Tobold's Blog
Friday, June 30, 2006
 
The end of evil

When last year Edward Castronova argued on Terra Nova that Horde characters in World of Warcraft are evil, he was widely ridiculed. There is no "evil" in World of Warcraft, players of either faction are constantly on quests that are helping somebody else. Whether you are a holy paladin or a demon-summoning warlock, it doesn't change the way in which you help the farmer get the deed to his farm back from the evil bandits. There is no moral choice, no option to sell the deed to the highest bidder instead of returning it for a lousy reward. Even the undead are "good" undead, fighting the evil scourge undead.

If a game like Black & White, or Knights of the Old Republic, or Fable, gives you the option to play good or evil, that is just a thinly disguised way to enable you to play the game twice. You chose evil or good by what you think is more useful to beat the game, and then if you play it again, you chose the other side, just to see something new. It is not a moral choice, but a tactical one. We don't feel that burning down a virtual village in a game world and killing the inhabitants is an evil act, after all those are just colored pixels that don't feel anything. Advancing in the game is the most important, even that means that in the next mission we have to throw Napalm on that Vietnamese village to continue.

All that ends us in a total inability between gamers and anti-game advocates or politicians to understand each other. The gamer picks up minor points that the criticism got wrong, like "there are no points in GTA for shooting and raping hookers", and fails to see that the criticism otherwise wasn't all that unjustified. Most of what you do in GTA *is* a depiction of very, very evil behavior. By the time you finished the game you have committed more crimes than any known peace-time gangster. The anti-gamer fails to see that all these crimes are virtual, and don't lead to you going out and doing the same in real life.
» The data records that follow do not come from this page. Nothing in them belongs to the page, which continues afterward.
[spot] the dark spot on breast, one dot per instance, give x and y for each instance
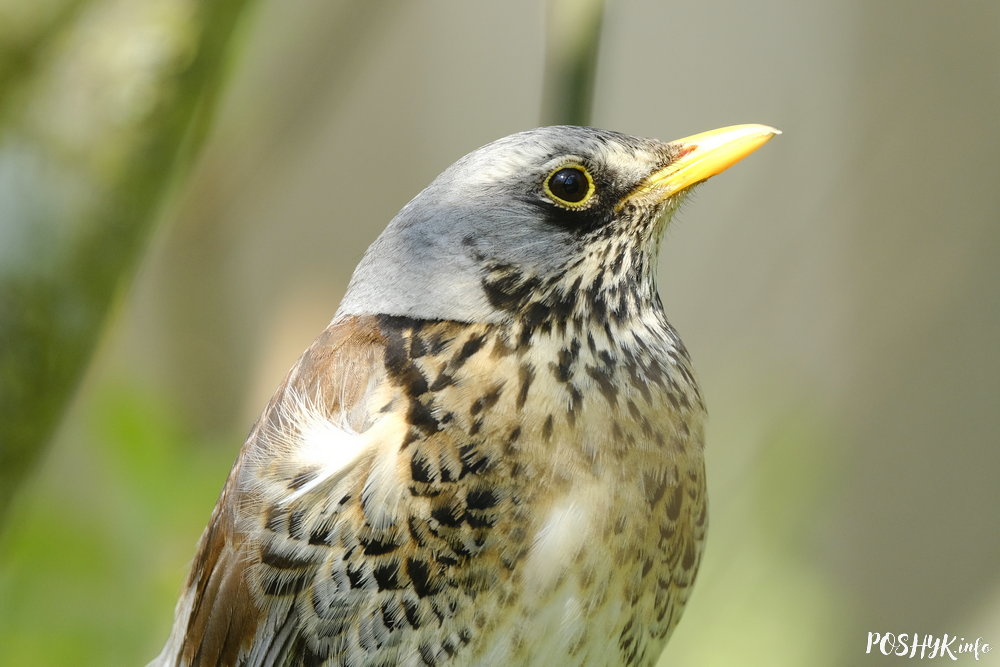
(376, 545)
(468, 349)
(603, 379)
(356, 575)
(428, 655)
(689, 555)
(419, 573)
(486, 401)
(481, 499)
(274, 520)
(526, 374)
(412, 610)
(441, 381)
(421, 418)
(447, 515)
(321, 535)
(474, 461)
(420, 468)
(271, 556)
(295, 528)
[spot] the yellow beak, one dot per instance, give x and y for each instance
(700, 157)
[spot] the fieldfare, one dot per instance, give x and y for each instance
(493, 455)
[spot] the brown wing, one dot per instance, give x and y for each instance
(356, 524)
(222, 619)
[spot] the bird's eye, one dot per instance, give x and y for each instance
(571, 187)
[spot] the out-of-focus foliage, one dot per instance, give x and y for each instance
(102, 104)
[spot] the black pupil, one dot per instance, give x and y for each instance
(569, 184)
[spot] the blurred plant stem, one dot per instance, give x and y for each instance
(573, 34)
(78, 203)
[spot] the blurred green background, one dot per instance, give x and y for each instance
(185, 188)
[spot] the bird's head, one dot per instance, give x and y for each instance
(539, 220)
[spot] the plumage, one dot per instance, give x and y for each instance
(493, 454)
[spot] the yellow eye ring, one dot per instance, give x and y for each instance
(570, 186)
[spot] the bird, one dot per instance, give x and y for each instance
(494, 453)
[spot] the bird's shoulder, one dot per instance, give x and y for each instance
(350, 511)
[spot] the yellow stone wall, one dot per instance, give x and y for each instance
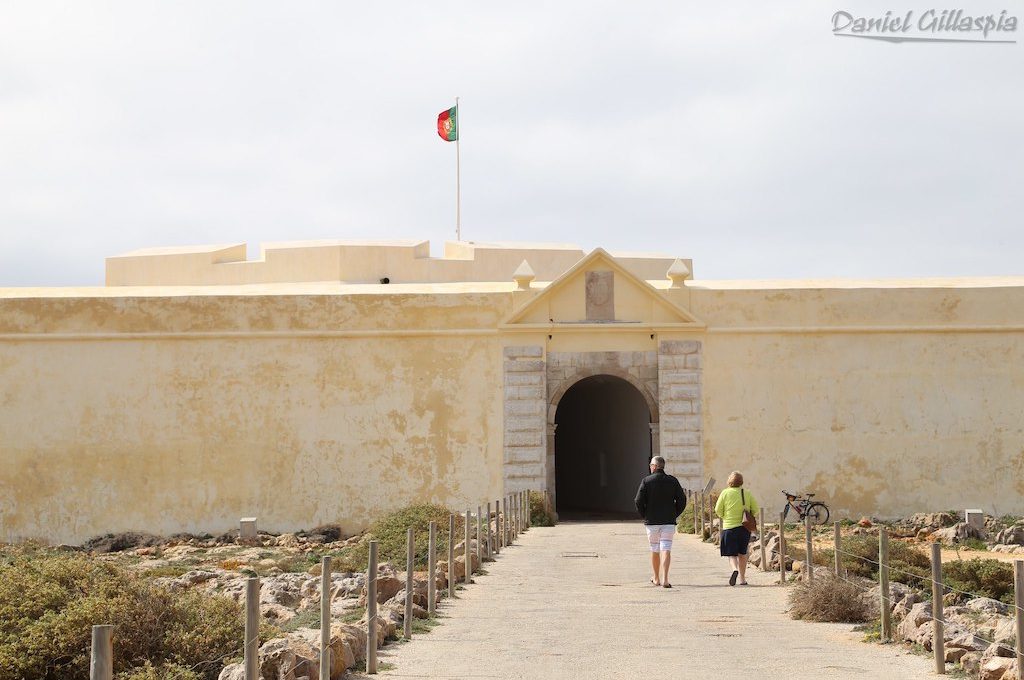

"Evil" has become a joke. In Dragon Quest 8 one of the heroes has a special combat move with whirling axes, called "Axes of Evil", har, har, nice joke on George Bush. But I wonder if all this making light of evil, all this gaming without true moral choices, is not making the medium of video games poorer. Fact is that in the real world there is real evil, guys like Sadam Hussein, Kim Jong-il, or Robert Mugabe aren't just "misunderstood". And evil isn't limited to crazy dictators, there are people everywhere that like to be cruel to others. And ordinary people have to make hard moral choices sometimes, between good and evil. Previous entertainment media understood that, and made good and evil a major recurring theme in many books and movies. Only video games present the end of evil, a world in which neither good nor evil matters, where "evil" is just a thin plot element to explain why you as the hero have to go out and kill that boss. We end up with players in online games doing evil things that actually hurt real people, if just in a minor way, and not even realizing the difference. GTA won't turn anybody into a mass murderer, but it is hard to believe that hundreds of hours of inconsequential evil and violence should have no effect whatsoever on how you perceive evil and violence in the real world.
Comments:
Yes, there's evil in rl. Yes, movies, books, and other non-pariticipatory mediums portray true evil in all its evilness. But in a participatory medium, you can't (or shouldn't) have actual evil acts - it would be asking 16 year olds to role-play sick, disgusting, twisted acts. That can't be healthy.

Having players rape women or kill babies wouldn't add anything to a video game except a shock factor, at risk or real psychological damage. If virtual reality becomes so good it is indistiguishable from real life, would it be harmful to allow players to murder people?

Sammy
 
Interesting. I'd have said that, certainly on the RP servers, there's very much an understanding of different moral compasses. (I don't like the term "evil" - it's intellectual shorthand, easily abused, and rarely useful in discussion)

Indeed, much of the roleplaying potential and story potential in WoW comes from the tensions between the different views of good and evil. Should we fight the Horde or make peace with them? Are the Forsaken justified in their plague research? Are the Cenarion Circle weak or restrained? Are the activities of warlocks pragmatic or morally dubious?
 
Evil may be represented without consequences in video games but does real life actually attach consequences to evil? Only acts of violence or straight-out theft tend to have punishment in society. Other acts which most people would agree to be "evil" are routinely done by politicians, businessmen, and lawyers without anything illegal having been done. Society only punishes acts which directly harm an individual. A 20% interest rate may be causing mental anquish to a person but the bank is not punished.

Online worlds are the same. You cannot directly harm someone through the game. Thus your actions should only be limited by your own morality. For every griefer I meet in a game who likes to kill people I meet five individuals who are willing to help others.

Video games don't have consequences for evil actions because its realized in a fantasy world the only real definition of evil is defined in a players mind.
 
I'm not touching this thread with a 10'-pole
 
Of course it's only fantasy but I've always been curious about my very religous acquaintances that have consistently chosen the "evil" side, races, factions, etc. in ALL of the games that we've play together, while I, the non church-goer has always chosen good.

I've always wanted to ask them why Freeport, Shadow and Horde?? But I don't want to be nosey or tread on something personal. Yet i'm very curious.